# make hash out of male plant?



## BOBMARLEY420

is it possible to make hash off the leaves of a male?


----------



## booradley

yes it is...


----------



## [email protected]

if you have trichomes on the leaves, you can make hash. but you need trichomes and lots of them. last year i had about 4 pounds of dry kiff and i used the bubble bag method. i ended up with 8 grams of hash. 
hope all goes well.


----------



## Draston

Earlier this grow I got 5 males that had been in flower only 1 week, 1.5 weeks tops! Made hash out of them and got about 2 grams... It was worth it because I had nothing to smoke at the time .


----------



## [email protected]

nice, hash!


----------



## KBA in CT

Yes, good way to actually use the males most people throw away.
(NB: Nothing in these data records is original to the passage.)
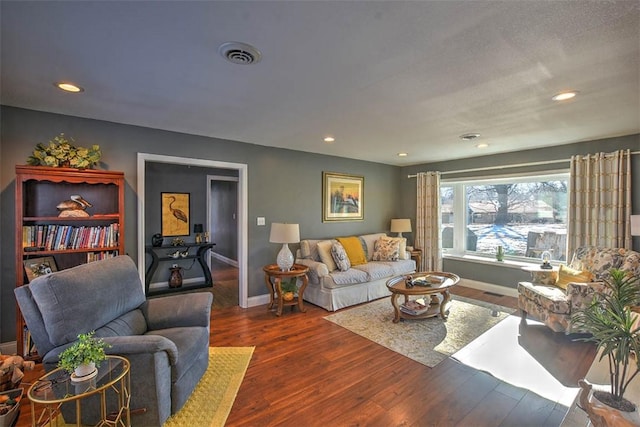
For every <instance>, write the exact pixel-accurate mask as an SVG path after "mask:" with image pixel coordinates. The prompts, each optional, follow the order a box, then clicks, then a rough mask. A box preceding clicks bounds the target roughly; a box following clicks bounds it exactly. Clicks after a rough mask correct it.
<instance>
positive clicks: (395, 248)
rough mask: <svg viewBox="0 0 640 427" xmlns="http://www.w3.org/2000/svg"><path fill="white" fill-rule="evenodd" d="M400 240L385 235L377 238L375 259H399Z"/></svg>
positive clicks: (396, 259) (376, 241)
mask: <svg viewBox="0 0 640 427" xmlns="http://www.w3.org/2000/svg"><path fill="white" fill-rule="evenodd" d="M399 250H400V242H399V241H397V240H394V239H385V238H384V237H381V238H379V239H378V240H376V244H375V249H374V251H373V258H372V260H373V261H397V260H398V259H399V258H400V254H399Z"/></svg>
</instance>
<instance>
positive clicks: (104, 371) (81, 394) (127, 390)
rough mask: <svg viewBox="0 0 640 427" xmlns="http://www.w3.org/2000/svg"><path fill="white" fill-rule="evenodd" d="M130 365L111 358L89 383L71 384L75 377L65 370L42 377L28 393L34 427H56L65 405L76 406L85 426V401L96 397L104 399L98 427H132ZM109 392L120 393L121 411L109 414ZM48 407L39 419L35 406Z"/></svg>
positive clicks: (80, 425) (31, 421) (60, 368)
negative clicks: (108, 395) (58, 418)
mask: <svg viewBox="0 0 640 427" xmlns="http://www.w3.org/2000/svg"><path fill="white" fill-rule="evenodd" d="M129 368H130V365H129V361H128V360H127V359H125V358H124V357H121V356H107V360H105V361H103V362H102V363H101V364H100V368H98V373H97V375H95V376H94V377H93V378H90V379H88V380H86V381H78V382H76V381H71V375H70V374H69V373H68V372H66V371H65V370H64V369H62V368H58V369H54V370H53V371H51V372H49V373H48V374H46V375H43V376H42V377H40V378H39V379H38V380H37V381H36V382H35V383H33V385H31V387H29V391H28V392H27V396H28V397H29V400H30V401H31V425H32V426H33V427H36V426H44V425H54V420H56V419H57V417H58V415H59V414H60V413H61V412H60V408H61V406H62V404H63V403H67V402H74V401H75V405H76V426H81V425H82V424H81V420H82V405H81V401H82V399H84V398H86V397H89V396H92V395H94V394H98V395H100V422H99V423H98V424H96V426H123V427H129V426H131V414H130V411H129V403H130V400H131V379H130V376H129ZM107 390H112V391H113V392H115V393H116V395H117V399H118V411H117V412H116V413H115V414H107V396H106V393H107ZM36 403H37V404H40V405H44V408H43V409H42V412H41V413H40V415H39V416H38V415H37V413H36V408H35V405H36Z"/></svg>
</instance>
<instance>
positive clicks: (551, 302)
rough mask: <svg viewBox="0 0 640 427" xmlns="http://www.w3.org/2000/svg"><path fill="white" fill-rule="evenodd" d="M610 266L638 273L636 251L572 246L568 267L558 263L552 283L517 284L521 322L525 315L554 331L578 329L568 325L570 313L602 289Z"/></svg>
mask: <svg viewBox="0 0 640 427" xmlns="http://www.w3.org/2000/svg"><path fill="white" fill-rule="evenodd" d="M611 268H617V269H620V270H625V271H630V272H631V273H632V274H634V275H636V276H640V253H638V252H635V251H632V250H629V249H616V248H597V247H594V246H584V247H580V248H578V249H576V251H575V253H574V255H573V260H572V261H571V264H570V265H569V266H568V267H566V266H560V269H559V271H558V276H557V280H556V281H555V282H554V283H545V284H543V283H535V282H534V283H532V282H520V283H518V307H519V308H520V311H521V314H522V322H523V323H526V319H527V315H528V316H529V317H531V318H532V319H535V320H538V321H540V322H542V323H544V324H545V325H547V326H548V327H549V328H551V329H553V330H554V331H556V332H564V333H566V334H570V333H573V332H579V330H576V329H574V328H573V326H572V324H571V314H572V313H573V312H575V311H576V310H578V309H580V308H583V307H586V306H587V305H589V304H590V303H591V301H592V300H593V297H594V296H597V295H598V294H600V293H602V292H603V290H604V284H603V280H605V279H607V278H608V277H609V270H610V269H611Z"/></svg>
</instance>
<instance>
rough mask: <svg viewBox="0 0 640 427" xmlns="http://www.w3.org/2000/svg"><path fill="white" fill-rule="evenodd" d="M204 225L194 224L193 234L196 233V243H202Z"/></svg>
mask: <svg viewBox="0 0 640 427" xmlns="http://www.w3.org/2000/svg"><path fill="white" fill-rule="evenodd" d="M202 231H203V228H202V224H193V232H194V233H196V243H202Z"/></svg>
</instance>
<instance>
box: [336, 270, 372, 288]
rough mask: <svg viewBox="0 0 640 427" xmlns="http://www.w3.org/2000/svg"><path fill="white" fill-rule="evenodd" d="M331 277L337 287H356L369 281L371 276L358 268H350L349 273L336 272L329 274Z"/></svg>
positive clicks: (342, 272) (336, 271) (343, 271)
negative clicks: (348, 286) (357, 283)
mask: <svg viewBox="0 0 640 427" xmlns="http://www.w3.org/2000/svg"><path fill="white" fill-rule="evenodd" d="M329 276H331V279H332V280H333V282H334V283H335V284H336V285H355V284H357V283H365V282H368V281H369V275H368V274H367V273H365V272H364V271H361V270H358V269H356V268H350V269H348V270H347V271H340V270H336V271H334V272H332V273H329Z"/></svg>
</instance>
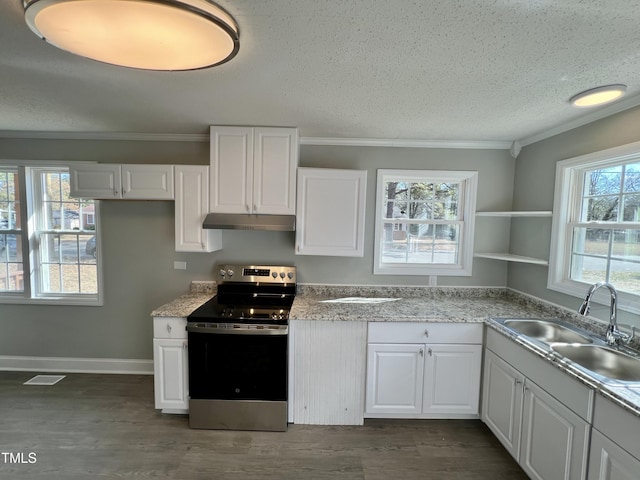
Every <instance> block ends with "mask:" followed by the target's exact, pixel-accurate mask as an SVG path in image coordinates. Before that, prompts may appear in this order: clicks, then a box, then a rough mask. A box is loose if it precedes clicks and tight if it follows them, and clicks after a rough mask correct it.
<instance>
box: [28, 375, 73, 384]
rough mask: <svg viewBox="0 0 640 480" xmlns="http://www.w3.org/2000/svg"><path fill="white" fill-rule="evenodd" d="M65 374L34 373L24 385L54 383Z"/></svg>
mask: <svg viewBox="0 0 640 480" xmlns="http://www.w3.org/2000/svg"><path fill="white" fill-rule="evenodd" d="M65 376H66V375H36V376H35V377H33V378H32V379H30V380H27V381H26V382H24V385H55V384H56V383H58V382H59V381H60V380H62V379H63V378H64V377H65Z"/></svg>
But make sure the males are almost fully grown, that way get the most trichomes which you need to make hash.


----------



## stickyfingersguy

if you can keep them than you may as well use male plants for something useful, apart from breeding obviously


----------



## ob1kinsmokey

making hash from males, for me is just a pain- did it once, and wont ever again. I personally havent had a male plant that produces a whole lot of resin - but you could make hash oil from the leaves of a male plant, since the method is actually using the gas to pul the thc/cbd components from the leaves. but it would be soarly impotent and probably a harsh smoke- the papers, or coals used to smoke the oil would probably be more valuable than the oil itself- but hey if your fiended your fiended- you gotta smoke somethin


----------